Any unused portion in the vials must be discarded in accordance with local requirements.

Administration

When reconstitution and dilution are performed under aseptic conditions, the NULOJIX infusion should be started immediately or must be completed within 24 hours of reconstitution of the powder. If not used immediately, the solution for infusion may be stored in the refrigerator (2 ° C - 8 ° C) for up to 24 hours. Do not freeze. The solution for infusion may be stored for a maximum of 4 hours of the total 24 hours below 25 ° C. Infusion must be completed within 24 hours of reconstitution of the powder. Prior to administration, the solution for infusion should be inspected visually for particulate matter or discolouration. Discard the solution if any particulate matter or discolouration is observed. The entire, fully diluted infusion should be administered over a period of 30 minutes and must be administered with an infusion set and a sterile, non-pyrogenic, low protein binding filter (pore size of 0.2 μ m to 1.2 μ m). Following administration, it is recommended that the intravenous line be flushed with infusion fluid to ensure administration of the complete dose.

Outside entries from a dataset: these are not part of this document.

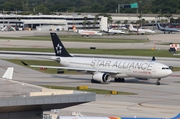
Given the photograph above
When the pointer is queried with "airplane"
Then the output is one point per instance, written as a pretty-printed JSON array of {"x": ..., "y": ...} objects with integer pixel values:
[
  {"x": 86, "y": 32},
  {"x": 140, "y": 30},
  {"x": 9, "y": 73},
  {"x": 104, "y": 69},
  {"x": 167, "y": 29},
  {"x": 113, "y": 31},
  {"x": 82, "y": 117}
]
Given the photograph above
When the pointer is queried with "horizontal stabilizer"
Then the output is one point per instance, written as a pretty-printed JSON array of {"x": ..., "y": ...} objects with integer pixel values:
[
  {"x": 9, "y": 73},
  {"x": 176, "y": 117}
]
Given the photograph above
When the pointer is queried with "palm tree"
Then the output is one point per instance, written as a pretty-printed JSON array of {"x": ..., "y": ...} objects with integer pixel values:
[
  {"x": 118, "y": 22},
  {"x": 89, "y": 24},
  {"x": 85, "y": 21},
  {"x": 84, "y": 24},
  {"x": 95, "y": 21}
]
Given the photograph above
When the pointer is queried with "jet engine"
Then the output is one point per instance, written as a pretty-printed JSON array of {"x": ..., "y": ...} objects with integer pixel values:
[
  {"x": 58, "y": 59},
  {"x": 101, "y": 77}
]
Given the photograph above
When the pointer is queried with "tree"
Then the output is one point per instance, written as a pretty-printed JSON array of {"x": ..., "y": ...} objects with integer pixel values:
[
  {"x": 125, "y": 21},
  {"x": 85, "y": 21},
  {"x": 89, "y": 24},
  {"x": 84, "y": 24}
]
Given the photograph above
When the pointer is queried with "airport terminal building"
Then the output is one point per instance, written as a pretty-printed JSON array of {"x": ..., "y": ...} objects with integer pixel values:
[{"x": 52, "y": 22}]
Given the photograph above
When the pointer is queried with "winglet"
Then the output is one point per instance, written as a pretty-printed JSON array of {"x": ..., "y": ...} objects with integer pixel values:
[
  {"x": 9, "y": 73},
  {"x": 24, "y": 63},
  {"x": 176, "y": 117},
  {"x": 153, "y": 58}
]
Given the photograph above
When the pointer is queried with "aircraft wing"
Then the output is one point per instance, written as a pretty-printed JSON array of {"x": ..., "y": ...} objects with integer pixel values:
[{"x": 74, "y": 68}]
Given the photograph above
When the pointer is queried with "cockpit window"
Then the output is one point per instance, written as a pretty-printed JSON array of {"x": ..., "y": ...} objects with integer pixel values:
[{"x": 165, "y": 68}]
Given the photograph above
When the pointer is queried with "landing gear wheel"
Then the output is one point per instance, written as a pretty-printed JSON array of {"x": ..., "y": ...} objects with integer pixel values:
[
  {"x": 158, "y": 81},
  {"x": 94, "y": 81},
  {"x": 119, "y": 80}
]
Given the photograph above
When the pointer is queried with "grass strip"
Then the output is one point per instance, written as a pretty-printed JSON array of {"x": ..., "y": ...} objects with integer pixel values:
[{"x": 78, "y": 39}]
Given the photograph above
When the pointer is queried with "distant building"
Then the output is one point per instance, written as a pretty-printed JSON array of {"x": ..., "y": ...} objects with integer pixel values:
[{"x": 52, "y": 22}]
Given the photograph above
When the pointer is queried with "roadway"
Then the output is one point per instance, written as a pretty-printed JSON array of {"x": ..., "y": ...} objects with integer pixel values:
[{"x": 150, "y": 101}]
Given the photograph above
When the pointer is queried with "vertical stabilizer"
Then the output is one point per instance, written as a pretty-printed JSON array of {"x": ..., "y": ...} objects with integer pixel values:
[
  {"x": 9, "y": 73},
  {"x": 59, "y": 48}
]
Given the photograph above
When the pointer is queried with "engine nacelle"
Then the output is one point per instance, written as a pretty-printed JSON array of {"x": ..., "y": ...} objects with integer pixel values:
[
  {"x": 102, "y": 77},
  {"x": 142, "y": 78}
]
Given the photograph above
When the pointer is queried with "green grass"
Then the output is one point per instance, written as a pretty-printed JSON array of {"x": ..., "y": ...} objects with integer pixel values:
[
  {"x": 97, "y": 91},
  {"x": 78, "y": 39},
  {"x": 45, "y": 63}
]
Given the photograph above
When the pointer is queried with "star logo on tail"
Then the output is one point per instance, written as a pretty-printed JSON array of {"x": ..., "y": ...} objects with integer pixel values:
[{"x": 58, "y": 49}]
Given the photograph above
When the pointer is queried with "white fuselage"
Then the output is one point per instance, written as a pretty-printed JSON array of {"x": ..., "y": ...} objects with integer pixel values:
[
  {"x": 131, "y": 28},
  {"x": 124, "y": 68}
]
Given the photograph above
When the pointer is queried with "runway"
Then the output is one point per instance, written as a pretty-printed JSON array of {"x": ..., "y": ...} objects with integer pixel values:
[{"x": 150, "y": 100}]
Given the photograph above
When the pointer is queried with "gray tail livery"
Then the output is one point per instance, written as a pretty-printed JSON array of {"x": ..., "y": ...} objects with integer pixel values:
[{"x": 59, "y": 48}]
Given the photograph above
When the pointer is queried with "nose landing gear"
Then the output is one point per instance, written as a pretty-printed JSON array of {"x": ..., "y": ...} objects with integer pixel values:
[{"x": 158, "y": 81}]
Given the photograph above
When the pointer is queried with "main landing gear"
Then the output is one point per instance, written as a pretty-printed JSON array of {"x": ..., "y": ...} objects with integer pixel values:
[
  {"x": 94, "y": 81},
  {"x": 119, "y": 80},
  {"x": 158, "y": 81}
]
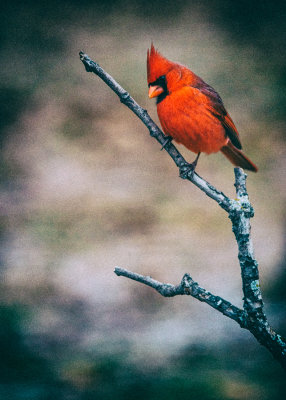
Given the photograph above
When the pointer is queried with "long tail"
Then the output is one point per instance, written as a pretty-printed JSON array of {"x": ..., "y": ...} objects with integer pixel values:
[{"x": 237, "y": 157}]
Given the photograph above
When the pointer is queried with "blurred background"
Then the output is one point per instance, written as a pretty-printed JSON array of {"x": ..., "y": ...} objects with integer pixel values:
[{"x": 84, "y": 188}]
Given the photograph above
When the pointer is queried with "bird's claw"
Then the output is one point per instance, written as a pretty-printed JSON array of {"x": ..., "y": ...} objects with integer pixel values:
[
  {"x": 187, "y": 170},
  {"x": 167, "y": 141}
]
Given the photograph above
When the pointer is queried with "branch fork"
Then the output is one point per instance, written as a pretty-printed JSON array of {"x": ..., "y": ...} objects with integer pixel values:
[{"x": 252, "y": 316}]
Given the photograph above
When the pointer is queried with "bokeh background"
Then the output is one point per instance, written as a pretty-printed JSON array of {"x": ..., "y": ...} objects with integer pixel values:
[{"x": 84, "y": 188}]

Do not store any unused portion of the solution for infusion for reuse.

NULOJIX should not be infused concomitantly in the same intravenous line with other agents. No physical or biochemical compatibility studies have been conducted to evaluate the coadministration of NULOJIX with other agents.

Disposal

Any unused product or waste material should be disposed of in accordance with local requirements.